The Toronto Maple Leafs's skaters tried a bold new strategy tonight, in which they laced up their skates with cement blocks. The Canes opened the scoring off Eric Staal's centering pass, twisted the knife with a shorthanded two-on-one goal, bled a little to Dion Phaneuf's slap shot, and clinched on a power play goal and a token empty netter. Here's the game in six:

Some thoughts on players:

I kid about it being a 'new' strategy, of course: Yet again Jonathan Bernier shouldered a heavy workload (16 shots against in the first) and kept the Leafs in the realm of respectability. His insane save in the 4th minute of the first period was another one for the highlight reels.

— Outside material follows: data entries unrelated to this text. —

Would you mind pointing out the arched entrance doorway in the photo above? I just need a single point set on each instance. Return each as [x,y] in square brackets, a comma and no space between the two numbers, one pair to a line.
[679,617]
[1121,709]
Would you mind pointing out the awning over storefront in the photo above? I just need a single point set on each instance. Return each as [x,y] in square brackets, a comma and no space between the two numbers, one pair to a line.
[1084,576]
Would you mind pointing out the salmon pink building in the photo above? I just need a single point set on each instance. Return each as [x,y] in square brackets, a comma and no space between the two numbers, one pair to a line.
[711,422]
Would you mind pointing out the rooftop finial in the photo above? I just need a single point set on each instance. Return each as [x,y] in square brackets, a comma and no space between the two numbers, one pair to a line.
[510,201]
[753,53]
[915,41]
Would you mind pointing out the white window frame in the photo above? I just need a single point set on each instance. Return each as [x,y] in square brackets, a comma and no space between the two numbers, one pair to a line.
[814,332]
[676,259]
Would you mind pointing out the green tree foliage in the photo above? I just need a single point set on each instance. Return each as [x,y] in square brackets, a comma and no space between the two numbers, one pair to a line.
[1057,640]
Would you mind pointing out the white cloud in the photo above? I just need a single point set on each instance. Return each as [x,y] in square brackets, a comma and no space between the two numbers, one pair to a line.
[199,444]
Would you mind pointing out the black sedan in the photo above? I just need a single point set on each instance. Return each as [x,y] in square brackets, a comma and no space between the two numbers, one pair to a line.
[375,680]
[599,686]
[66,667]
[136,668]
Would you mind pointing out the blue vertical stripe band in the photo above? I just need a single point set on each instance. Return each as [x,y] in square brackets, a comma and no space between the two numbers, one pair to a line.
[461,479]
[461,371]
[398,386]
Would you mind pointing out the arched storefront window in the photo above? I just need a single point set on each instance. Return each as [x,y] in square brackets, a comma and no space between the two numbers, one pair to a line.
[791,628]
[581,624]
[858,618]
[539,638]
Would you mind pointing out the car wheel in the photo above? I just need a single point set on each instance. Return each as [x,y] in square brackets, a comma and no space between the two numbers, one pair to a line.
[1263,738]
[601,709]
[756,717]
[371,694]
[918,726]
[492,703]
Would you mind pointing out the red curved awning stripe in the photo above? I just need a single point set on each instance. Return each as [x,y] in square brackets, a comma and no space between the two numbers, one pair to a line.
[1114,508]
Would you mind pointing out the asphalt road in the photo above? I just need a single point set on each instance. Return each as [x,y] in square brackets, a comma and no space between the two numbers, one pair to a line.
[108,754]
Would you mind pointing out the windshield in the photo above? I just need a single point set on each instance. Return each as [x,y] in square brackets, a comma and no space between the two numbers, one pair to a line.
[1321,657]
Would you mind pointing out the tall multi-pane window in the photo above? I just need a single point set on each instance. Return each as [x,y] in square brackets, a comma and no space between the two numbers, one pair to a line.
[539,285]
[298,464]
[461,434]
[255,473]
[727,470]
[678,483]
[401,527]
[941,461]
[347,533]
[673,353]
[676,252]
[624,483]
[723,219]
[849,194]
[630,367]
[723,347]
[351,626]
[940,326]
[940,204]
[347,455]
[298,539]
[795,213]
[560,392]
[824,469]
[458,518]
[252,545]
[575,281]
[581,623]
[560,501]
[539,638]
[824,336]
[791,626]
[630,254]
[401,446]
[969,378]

We don't really talk about it much, but Dion Phaneuf takes a lot of minor penalties. Burtch was talking about it the other day, but it seems to put the Leafs down a man regularly. He tied the Leafs in shots on goal, was one short of James Van Riemsdyk's lead in corsi events for, and scored the Leafs' lone goal, so I think it's more of the same old mantra: Dion Phaneuf is an offense-first guy whose defensive ability, deployment, and team systems combine to keep him in his own zone way, way more often than one might hope.

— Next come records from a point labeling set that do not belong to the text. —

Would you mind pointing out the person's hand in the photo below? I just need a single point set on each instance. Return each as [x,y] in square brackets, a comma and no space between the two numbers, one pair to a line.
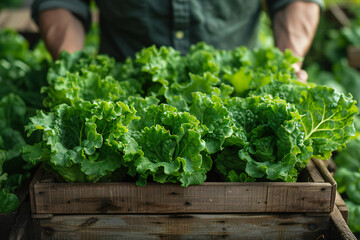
[300,73]
[61,30]
[294,28]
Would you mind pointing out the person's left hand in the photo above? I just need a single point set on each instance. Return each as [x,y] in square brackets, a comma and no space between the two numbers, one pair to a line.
[300,73]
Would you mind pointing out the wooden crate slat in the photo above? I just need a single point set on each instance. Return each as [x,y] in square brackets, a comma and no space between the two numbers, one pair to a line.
[209,197]
[339,229]
[189,226]
[167,198]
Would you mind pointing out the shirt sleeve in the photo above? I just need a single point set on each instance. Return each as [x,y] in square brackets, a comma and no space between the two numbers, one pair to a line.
[275,5]
[80,9]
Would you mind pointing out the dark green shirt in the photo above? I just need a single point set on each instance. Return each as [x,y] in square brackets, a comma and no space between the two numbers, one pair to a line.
[126,26]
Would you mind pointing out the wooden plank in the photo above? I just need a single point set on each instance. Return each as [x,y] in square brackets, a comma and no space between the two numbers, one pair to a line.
[210,197]
[327,177]
[75,198]
[175,226]
[341,205]
[339,230]
[21,230]
[37,177]
[353,56]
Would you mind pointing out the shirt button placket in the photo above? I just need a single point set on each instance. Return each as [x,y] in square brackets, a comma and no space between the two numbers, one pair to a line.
[181,21]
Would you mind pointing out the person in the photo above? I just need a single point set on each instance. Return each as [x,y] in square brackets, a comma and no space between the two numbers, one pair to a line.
[126,26]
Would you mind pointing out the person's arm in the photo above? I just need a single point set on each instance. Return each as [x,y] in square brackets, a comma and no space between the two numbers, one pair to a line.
[61,30]
[294,28]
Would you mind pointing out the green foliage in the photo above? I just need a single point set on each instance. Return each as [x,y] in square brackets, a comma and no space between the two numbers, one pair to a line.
[243,108]
[84,142]
[22,71]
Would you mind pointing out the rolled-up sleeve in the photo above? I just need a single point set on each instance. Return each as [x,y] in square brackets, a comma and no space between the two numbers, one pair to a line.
[79,8]
[275,5]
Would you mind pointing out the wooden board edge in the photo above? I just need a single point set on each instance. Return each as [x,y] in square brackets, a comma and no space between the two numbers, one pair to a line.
[340,203]
[339,230]
[328,178]
[37,176]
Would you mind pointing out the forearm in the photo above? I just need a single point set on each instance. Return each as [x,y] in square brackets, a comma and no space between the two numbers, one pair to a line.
[295,26]
[60,31]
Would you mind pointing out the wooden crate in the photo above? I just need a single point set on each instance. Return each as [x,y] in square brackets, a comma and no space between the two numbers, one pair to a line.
[271,210]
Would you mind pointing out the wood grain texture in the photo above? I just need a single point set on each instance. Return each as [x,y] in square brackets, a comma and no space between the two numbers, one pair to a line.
[209,197]
[189,226]
[339,230]
[341,205]
[321,166]
[168,198]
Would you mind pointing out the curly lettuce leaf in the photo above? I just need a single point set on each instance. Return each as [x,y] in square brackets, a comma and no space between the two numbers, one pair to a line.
[327,116]
[215,118]
[9,202]
[86,138]
[171,144]
[275,145]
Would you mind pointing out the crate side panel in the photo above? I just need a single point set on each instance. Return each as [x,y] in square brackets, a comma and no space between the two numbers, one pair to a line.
[170,198]
[196,226]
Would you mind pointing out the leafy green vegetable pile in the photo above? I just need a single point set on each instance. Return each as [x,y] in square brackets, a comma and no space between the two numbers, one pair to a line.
[166,117]
[22,73]
[327,65]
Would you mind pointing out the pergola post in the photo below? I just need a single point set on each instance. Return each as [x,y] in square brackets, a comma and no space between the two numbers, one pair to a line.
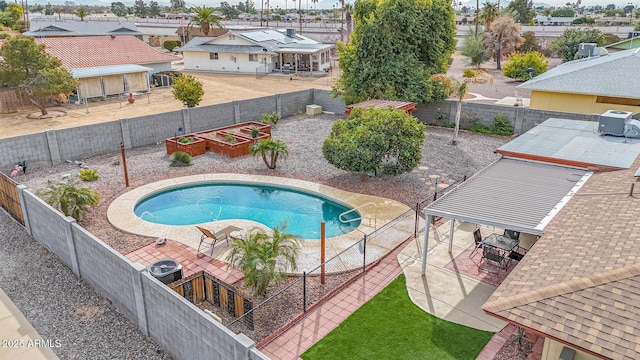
[425,245]
[453,223]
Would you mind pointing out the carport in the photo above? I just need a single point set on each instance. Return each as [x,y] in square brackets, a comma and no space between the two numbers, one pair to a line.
[508,194]
[104,81]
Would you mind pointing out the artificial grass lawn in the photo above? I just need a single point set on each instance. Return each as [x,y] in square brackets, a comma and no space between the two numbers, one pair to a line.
[390,326]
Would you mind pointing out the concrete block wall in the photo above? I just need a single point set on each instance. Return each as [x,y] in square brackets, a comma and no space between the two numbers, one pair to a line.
[182,329]
[150,129]
[294,102]
[211,117]
[49,227]
[324,99]
[252,109]
[106,270]
[82,142]
[32,147]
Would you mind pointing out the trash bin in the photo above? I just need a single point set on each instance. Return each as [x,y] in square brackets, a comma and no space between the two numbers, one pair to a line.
[167,270]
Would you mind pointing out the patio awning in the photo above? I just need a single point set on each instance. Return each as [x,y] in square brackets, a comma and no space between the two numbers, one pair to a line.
[511,194]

Speaking of the Phaneuf goal, how crazy was Daniel Winnik's "screen" on that play? Kind of a miracle it wasn't called interference, but man Winnik is a useful depth player.

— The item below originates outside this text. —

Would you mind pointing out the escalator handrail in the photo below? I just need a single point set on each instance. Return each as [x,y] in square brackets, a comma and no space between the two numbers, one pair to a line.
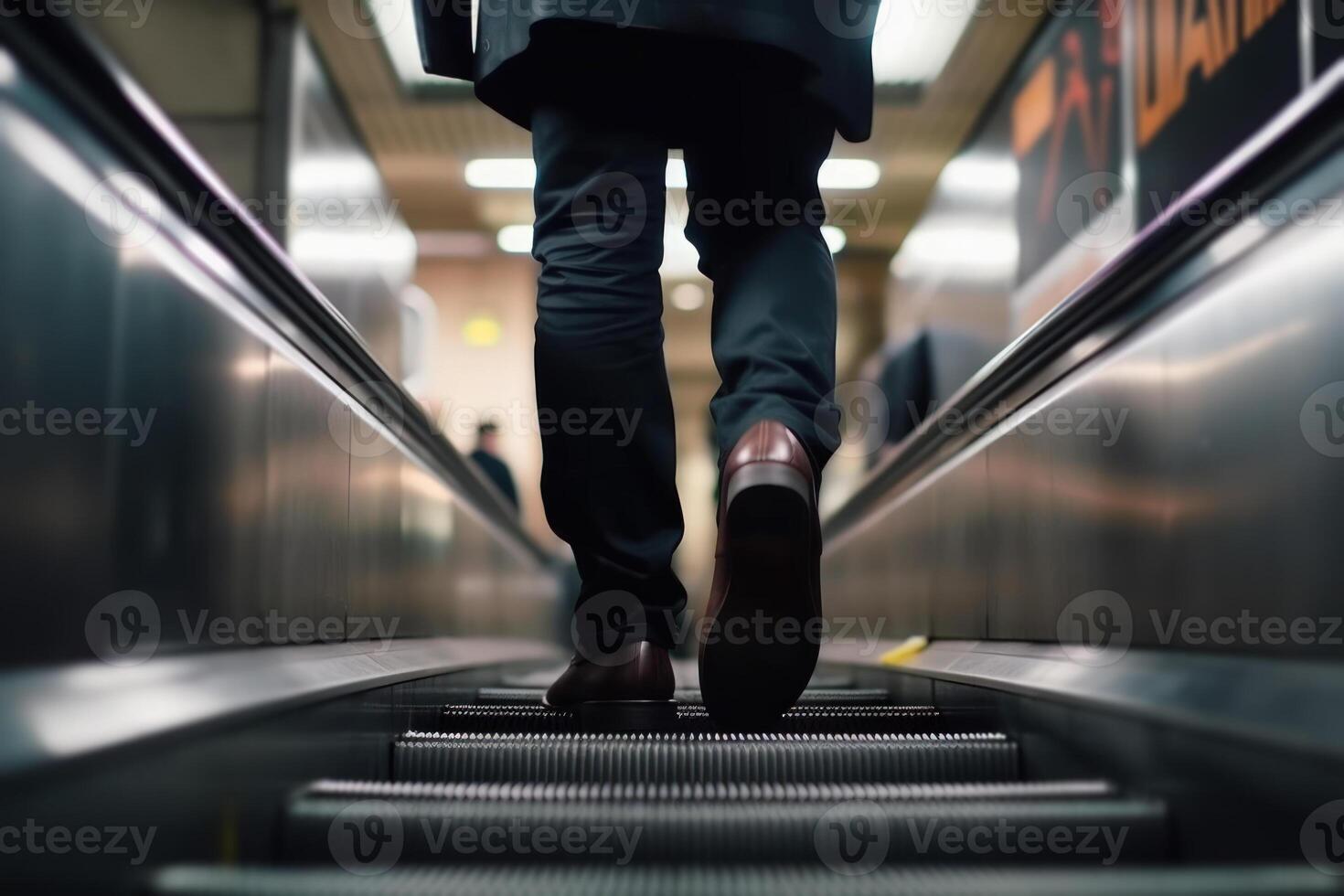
[96,88]
[1303,132]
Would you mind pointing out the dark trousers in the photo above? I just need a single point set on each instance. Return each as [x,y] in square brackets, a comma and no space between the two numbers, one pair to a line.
[754,214]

Jake Gardiner looked poor on Eric Staal's centering pass to Chris Terry (who?), and also failed to break up the pass on the two-on-one of Dwyer to Faulk. There were a lot of opportunities to look bad, especially early, but he was a little stronger later in the game.

On the team:

Interestingly, midway through the game, Carlyle started mixing up the lines a bit. JVR and Lupul swapped lines (in keeping with Randy's "forward pairs" philosophy), and the defense broke away from Leafs started mixing up the lines in the bottom half of the second. Burtch pointed out Rielly-Robidas was an awful pairing in the first (0% CF), and Randy had Rielly playing alongside Phaneuf to start the second. At first glance, it looked like it was working, but reviewing the game a little bit, the Leafs failed to really gain on the Canes' gap in shots, even after the line mixup. Which is to say: that's what it's supposed to look like.

Carolina looked fast, and they looked like they were using their speed effectively against the Leafs. Tons of chances on the rush, in close to the Leafs' net, and a surprising looking now how to use their speed to crash the net and get wraparound chances. How many did they have in the first? I thought Bernier was going to get dizzy.

The Leafs take on the Flyers on Saturday, who are considerably closer to the Leafs in terms of year-to-date possession stats. It'll be interesting to see if Randy stays with any of the blended lines, or if he reverts to the usual setup.